Huzursuz Modernite modern Avrupa’nın sanat, özellikle edebiyat ve felsefesinden pek çok isme yer veriyor ve onlar hakkında Türkiye’deki okur çevreleri için yeni değerlendirmeler sunuyor. Kitabın arka kapak yazısından ilhamla şöyle bir solukta Lord Byron, Heine, Dickens, Marx, Baudelaire, Schopenhauer, Nietzsche, Tönnies, Simmel, T. S. Eliot, Heidegger gibi isimlerle karşılaştığımızı söyleyelim. Yanı sıra Oryantalizmden emperyalizme, Büyük Savaş’tan Büyük Depresyon’a, Nazizmden Soğuk Savaş’a kadar modernitenin huzursuzluğunu takip eden eserde yeni kavramsal anahtar sözcükler de sınanıyor. Karşı-modernite bunlardan biri. Karşı-estetik ve karşı-kültür gibi başka kavramlardan da açılımlar geliştirmeye çalıştığını söyleyebiliriz.
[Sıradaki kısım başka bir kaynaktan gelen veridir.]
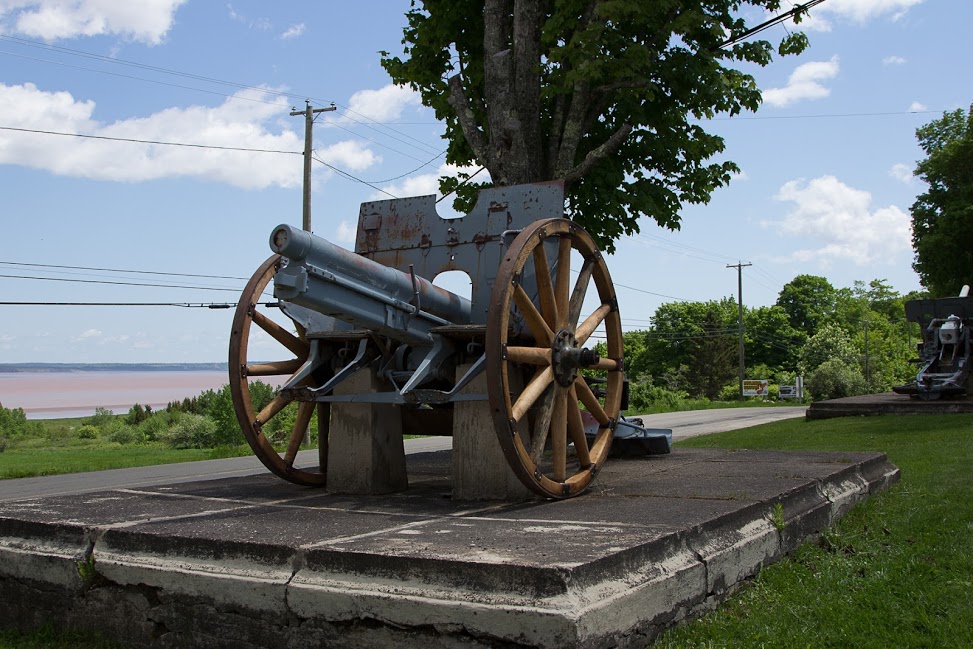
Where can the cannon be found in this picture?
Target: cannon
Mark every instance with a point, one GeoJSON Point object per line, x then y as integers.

Bütün bunların üzerinde, metnin bütününe sinen karamsar bir hava sezmek zor sayılmaz. Bunda Türkiye’nin ve dünyanın son yıllarda giderek ağırlaşan kurşun gibi havasının da payı olsa gerek.
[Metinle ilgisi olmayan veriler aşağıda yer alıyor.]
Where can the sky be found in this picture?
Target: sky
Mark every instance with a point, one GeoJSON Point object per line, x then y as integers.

Aydınlanmanın neşeli iyimserliği, liberal ekonomistlerin insanın daha üretken ve daha müreffeh bir dünya kurulacağı beklentisi ve toplumsal gelişme ve ilerleme fikri defalarca tökezlemiş, krize girmişken, ilerleyen zamanla beraber insanların ahlaken ilerlemediği gerçeği iyiden iyiye açığa çıkmıştır. Viktorya Çağı İngiltere’sinin ona boyun eğmeyenleri mahkûm ettiği kıtlıklar, Afrika talanı, Çin’den Cezayir’e kadar sömürgecilikte yapılanlar, soykırımlar, sürgünler, total savaşlar derken, klasik modernite döneminin makine uygarlığının kendi eliyle bir cehennem yarattığı gerçeğiyle, yani kanlı bir mirasla karşı karşıya olduğumuz muhakkak. Bu bizi, pre-modern dünyaya geri döndürmemeli elbette. İslami fundamentalizme hoşgörü ve alternatif modernite gözüyle yaklaşmamalı, kadına, çocuğa, hayvana, doğaya düşman hiçbir dünya görüşüne katlanmak zorunda hissetmemeliyiz. Modernitenin kazanımları hâlâ çok değerli. Ancak başından beri eleştiriye açık olan zaaflarını, hatalarını, sorunlarını, döngüselleşen krizlerini doğru anlamak, şu kasvetli dönemden çıkış yolumuzun ilk adımı.